The Voodu Valve has all kinds of sounds, most of excellent quality. I'm in full agreement with other reviewers on the sound quality of this unit. I plug my Jazzmaster into the Voodu Valve and go right into the mixer, using monitors and stage speakers. I don't like carrying big cabinets around any more. But here's some info you can really use if you've got a Voodu Valve. You may have wondered if the tube inside it is really doing anything, or is it just a gimmick. Well, here's the scoop. My Voodu Valve seemed to loose some gain and output recently, especially during the first half hour of so of playing. I decided to check out the tube, as anyone who has used tube amps knows that's where you go first when a problem arises. But how to get at it? This processor must have been designed by General Motors! You have to take out twenty-seven (that's right,27!!!) screws, some ferrel nuts and a knob to remove the jacket from the chassis of the Voodu Valve just to access the tube. Once inside there I found a Sovtek 7025/12AX7 wrapped in styrofoam. I carefully removed it(rock the tube back and forth then pry it out with a small screw driver...there's no room for big fingers in there) and replaced it with a NOS GE 12AX7 I had laying around. Result? Surprisingly less gain and output than the Sovtek. Next I tried a Yugoslavian RCA 7025 thinking this tube must really suck. Wrong again! My Voodu valve sounded better than ever. I then tried a few more 12AX7's in my collection (I work on tube amps from time to time) and discovered that this Voodu Valve is remarkably discriminating as to the tube you run in it. So much for the tube as a gimmick idea; it's definitely in the circuit. Don't be afraid to try some different 7025/12AX7's in your unit if you think it's running out of gas. And believe me, the Voodu Valve does not like just any old 12AX7. Experimentation is the key, but don't put all 27 screws back in between tube changes! Be careful in there. I don't know much about the voltages in this unit as compared to tube amps, but you'll have to be very dainty in the way you handle things when the electronics are exposed lest you turn your Voodu Valve into a useless tin can. When you've got the right tube in this unit, it will do whatever you have the time to make it do.

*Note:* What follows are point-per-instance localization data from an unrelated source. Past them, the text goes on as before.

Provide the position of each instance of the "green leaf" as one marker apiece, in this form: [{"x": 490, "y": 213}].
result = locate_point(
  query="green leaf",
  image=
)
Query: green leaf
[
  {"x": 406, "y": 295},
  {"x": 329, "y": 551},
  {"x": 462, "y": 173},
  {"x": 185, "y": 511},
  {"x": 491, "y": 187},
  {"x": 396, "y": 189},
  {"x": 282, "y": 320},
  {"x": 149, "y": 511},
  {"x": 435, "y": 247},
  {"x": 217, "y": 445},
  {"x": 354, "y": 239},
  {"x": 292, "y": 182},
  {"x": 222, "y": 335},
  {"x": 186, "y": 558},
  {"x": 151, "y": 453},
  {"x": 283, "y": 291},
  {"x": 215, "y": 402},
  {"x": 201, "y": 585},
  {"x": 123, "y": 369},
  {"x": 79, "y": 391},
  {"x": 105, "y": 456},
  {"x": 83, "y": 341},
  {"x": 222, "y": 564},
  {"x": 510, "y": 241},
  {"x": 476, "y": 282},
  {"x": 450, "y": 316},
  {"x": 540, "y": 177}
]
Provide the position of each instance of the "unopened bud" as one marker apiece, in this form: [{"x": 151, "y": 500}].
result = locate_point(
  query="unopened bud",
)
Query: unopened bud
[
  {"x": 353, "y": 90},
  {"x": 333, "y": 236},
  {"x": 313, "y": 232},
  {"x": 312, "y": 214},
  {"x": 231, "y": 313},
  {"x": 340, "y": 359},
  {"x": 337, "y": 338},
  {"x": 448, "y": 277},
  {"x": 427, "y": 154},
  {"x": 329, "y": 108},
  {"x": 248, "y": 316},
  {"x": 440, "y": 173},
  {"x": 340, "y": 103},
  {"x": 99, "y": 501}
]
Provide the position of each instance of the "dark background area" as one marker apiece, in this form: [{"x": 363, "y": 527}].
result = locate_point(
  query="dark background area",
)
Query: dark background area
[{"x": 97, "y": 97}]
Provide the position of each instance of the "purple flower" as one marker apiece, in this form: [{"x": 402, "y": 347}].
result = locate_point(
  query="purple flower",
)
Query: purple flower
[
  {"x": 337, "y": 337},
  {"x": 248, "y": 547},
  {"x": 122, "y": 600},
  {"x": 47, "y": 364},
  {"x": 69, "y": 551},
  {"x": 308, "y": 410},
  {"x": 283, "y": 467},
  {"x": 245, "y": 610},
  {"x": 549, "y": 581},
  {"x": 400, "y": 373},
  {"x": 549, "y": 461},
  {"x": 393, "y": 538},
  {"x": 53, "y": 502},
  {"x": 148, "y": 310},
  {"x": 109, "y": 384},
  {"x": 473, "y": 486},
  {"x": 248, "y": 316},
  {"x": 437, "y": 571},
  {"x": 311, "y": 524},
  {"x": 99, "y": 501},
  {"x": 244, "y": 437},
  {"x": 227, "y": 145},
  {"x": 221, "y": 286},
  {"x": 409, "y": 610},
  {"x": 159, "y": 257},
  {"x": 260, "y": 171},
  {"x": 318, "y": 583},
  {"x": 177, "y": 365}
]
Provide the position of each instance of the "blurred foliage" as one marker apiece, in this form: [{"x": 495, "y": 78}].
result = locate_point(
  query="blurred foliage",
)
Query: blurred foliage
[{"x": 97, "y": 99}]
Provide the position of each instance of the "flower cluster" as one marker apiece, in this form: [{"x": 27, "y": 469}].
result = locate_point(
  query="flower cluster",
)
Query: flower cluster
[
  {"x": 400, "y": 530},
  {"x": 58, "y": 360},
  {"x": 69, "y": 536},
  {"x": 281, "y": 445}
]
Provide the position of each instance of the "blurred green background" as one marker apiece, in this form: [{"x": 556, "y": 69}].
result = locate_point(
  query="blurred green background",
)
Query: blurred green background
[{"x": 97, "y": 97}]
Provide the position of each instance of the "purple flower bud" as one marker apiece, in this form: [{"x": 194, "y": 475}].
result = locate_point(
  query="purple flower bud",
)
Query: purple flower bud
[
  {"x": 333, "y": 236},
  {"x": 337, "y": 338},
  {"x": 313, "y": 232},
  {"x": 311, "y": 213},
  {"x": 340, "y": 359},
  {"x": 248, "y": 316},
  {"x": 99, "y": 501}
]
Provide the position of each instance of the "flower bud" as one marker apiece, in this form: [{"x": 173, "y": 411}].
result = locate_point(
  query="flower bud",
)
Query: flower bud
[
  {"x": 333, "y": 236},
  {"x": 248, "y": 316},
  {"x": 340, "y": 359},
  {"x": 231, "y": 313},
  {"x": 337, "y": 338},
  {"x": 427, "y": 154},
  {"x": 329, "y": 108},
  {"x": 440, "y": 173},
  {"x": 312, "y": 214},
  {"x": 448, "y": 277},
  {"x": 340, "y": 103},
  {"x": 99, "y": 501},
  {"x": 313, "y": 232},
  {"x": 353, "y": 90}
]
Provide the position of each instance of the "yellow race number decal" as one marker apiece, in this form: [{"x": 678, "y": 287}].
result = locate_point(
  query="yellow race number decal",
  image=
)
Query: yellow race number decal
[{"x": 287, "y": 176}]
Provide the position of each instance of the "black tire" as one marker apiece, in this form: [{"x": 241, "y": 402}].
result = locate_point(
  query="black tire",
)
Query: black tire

I use the Voodu Valve at gigs without a backup, and my sequencer is constantly switching the VV's programs and parameters throughout the performance. So far so good after 2 years. However, any piece of gear with one of more tubes is only as strong as its weakest link, i. e. the tube. It will fail sooner or later. It's too bad the Rocktron engineers didn't take that into consideration when they designed this piece of gear. Making the tube more accessible for replacement would have been nice.
Tired of fooling around with tube amps? Had enough? Finally figured it out that tube amps give you a great sound, but just ONE sound. Then get yourself a Voodu Valve and spend some time tweeking all its parameters. Sound for sound, tone for tone, you'll save lots of money and time. I've gone the tube amp route, even built my own. To get all the sounds from tube amps that you can get from the Voodu Valve you'd have to have 50 or more of 'em.